The study adds to concerns in UK boardrooms over whether rising AI budgets are translating into operational gains. It found that 62% of respondents struggle to separate AI activity from real business results, while 65% said spending is driven more by urgency and external pressure than by a clear plan.

Another part of the research examined how businesses are preparing for hybrid teams of people and AI systems. More than half of enterprise leaders surveyed expect such teams to become a reality by 2026, and 90% expect them to become standard within three years.

Yet organisations are not redesigning work quickly enough to support that shift. Nearly a third of enterprises have not designed workflows for shared ownership, and enterprise-wide redesign remains limited, with most activity still confined to pilots.

Workflow redesign

Less than half of respondents said they have AI that is highly contextual or deeply embedded in their operations. The lack of integration makes it harder for companies to show whether AI is improving performance in a meaningful way.

Among organisations running lightly contextual AI, 83% said they struggle to distinguish AI activity from actual business results. That suggests many companies are still measuring deployment rather than impact.

Harsha Anand Almad, Head of People & Change, Consulting, Wipro, said the main barrier is not the technology itself but the lack of broader organisational change.

"AI will not pay off through tools alone-it will only pay off when leaders redesign work, lead the workforce transition, and build operating models fit for human + AI execution," Almad said.

"Yet our survey shows that organisations are falling behind on organisational redesign. For as long as organisations see AI as a 'bolt-on' rather than a 'built-in' capability-contextual and deeply embedded across all systems-proving the real impact of AI will remain elusive. Ultimately, AI is not a tech play; it is about operations, processes and, most importantly, people. Realising its full promise will require an enterprise-wide redesign of people and organisational workflows."

Pressure to spend

The findings suggest executive pressure is shaping investment decisions as much as strategy. Almost two-thirds of respondents said AI spending is being driven by urgency and external pressure, and 69% said they feel pressure to show implementation progress despite uncertain outcomes.

That can leave companies with a collection of pilots and point solutions rather than a coherent operating model. The report argues that this makes scaling harder and weakens confidence in the results reported to senior management and boards.

Amit Kumar, Managing Partner and Global Head of Consulting at Wipro, said companies need to tie AI programmes more closely to the way their businesses actually operate.

"When it comes to driving real value from AI, understanding your processes and building AI to fit your specific context is non-negotiable," Kumar said.

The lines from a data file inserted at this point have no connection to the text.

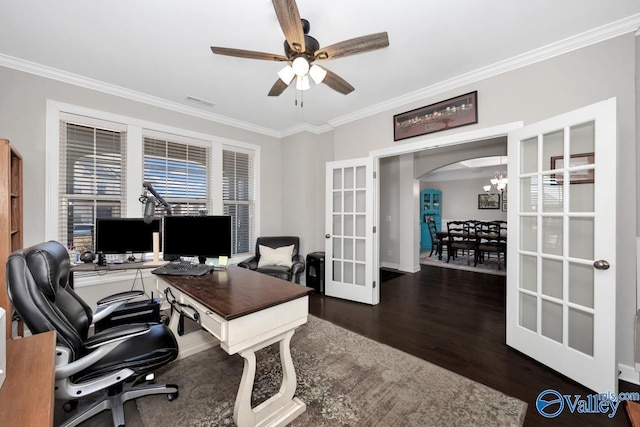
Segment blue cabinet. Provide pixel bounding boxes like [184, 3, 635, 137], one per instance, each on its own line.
[420, 188, 442, 250]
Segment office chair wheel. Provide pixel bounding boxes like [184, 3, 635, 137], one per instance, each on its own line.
[167, 390, 180, 402]
[62, 400, 78, 412]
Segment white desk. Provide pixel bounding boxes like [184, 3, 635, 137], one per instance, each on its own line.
[158, 266, 312, 427]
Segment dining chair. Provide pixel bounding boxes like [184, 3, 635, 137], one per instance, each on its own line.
[447, 221, 476, 265]
[427, 218, 442, 256]
[474, 221, 507, 270]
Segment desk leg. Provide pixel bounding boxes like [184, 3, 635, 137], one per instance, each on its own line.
[233, 330, 306, 427]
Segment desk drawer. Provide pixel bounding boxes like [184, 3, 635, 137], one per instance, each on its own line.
[158, 282, 226, 341]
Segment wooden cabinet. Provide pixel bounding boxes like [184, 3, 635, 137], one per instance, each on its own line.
[420, 188, 442, 250]
[0, 139, 23, 339]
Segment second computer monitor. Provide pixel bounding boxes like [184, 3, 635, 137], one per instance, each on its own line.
[94, 218, 160, 254]
[162, 215, 231, 262]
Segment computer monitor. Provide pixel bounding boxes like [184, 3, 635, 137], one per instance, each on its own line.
[94, 218, 160, 254]
[163, 215, 231, 264]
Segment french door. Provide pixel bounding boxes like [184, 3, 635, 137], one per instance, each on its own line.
[506, 99, 618, 393]
[325, 157, 380, 304]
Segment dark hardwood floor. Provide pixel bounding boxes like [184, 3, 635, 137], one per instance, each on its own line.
[309, 265, 640, 427]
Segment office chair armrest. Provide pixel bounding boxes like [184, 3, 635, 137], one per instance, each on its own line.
[84, 323, 151, 349]
[97, 291, 144, 307]
[91, 291, 144, 324]
[56, 323, 151, 380]
[238, 257, 258, 270]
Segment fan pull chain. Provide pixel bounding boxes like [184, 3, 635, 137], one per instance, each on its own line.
[294, 90, 304, 108]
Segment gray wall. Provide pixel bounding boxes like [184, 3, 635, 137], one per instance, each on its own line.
[0, 67, 283, 246]
[322, 34, 640, 381]
[0, 34, 640, 382]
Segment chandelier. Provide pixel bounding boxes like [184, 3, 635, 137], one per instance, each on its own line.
[482, 156, 508, 193]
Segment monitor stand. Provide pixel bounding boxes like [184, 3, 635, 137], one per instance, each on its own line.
[142, 232, 169, 267]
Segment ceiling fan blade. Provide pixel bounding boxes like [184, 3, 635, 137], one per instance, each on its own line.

"Organisations need to understand how their business processes run and build AI to remove bottlenecks and solve real, industry-specific problems. True impact is only possible if AI is tailored to a company's unique business context and embedded in an AI-first operating and talent model."

From pilot to production

Phil Fersht, Chief Executive Officer and Chief Analyst at HFS Research, said many companies remain stuck in early-stage AI projects because they have not defined measurable business outcomes from the start.

"Too many enterprises are chasing AI pilots without committing to measurable business outcomes," Fersht said.

"When the race is about what can be shown rather than what can be measured and scaled, organisations rack up fragmented efforts and strategic debt that undermine trust in results. The real inflection point is moving from proof of concept to production. That is when AI stops being a cost lever and starts fuelling growth. But scalable, personalised performance does not happen by accident. It demands a deliberate roadmap to redesign operating models for the AI era."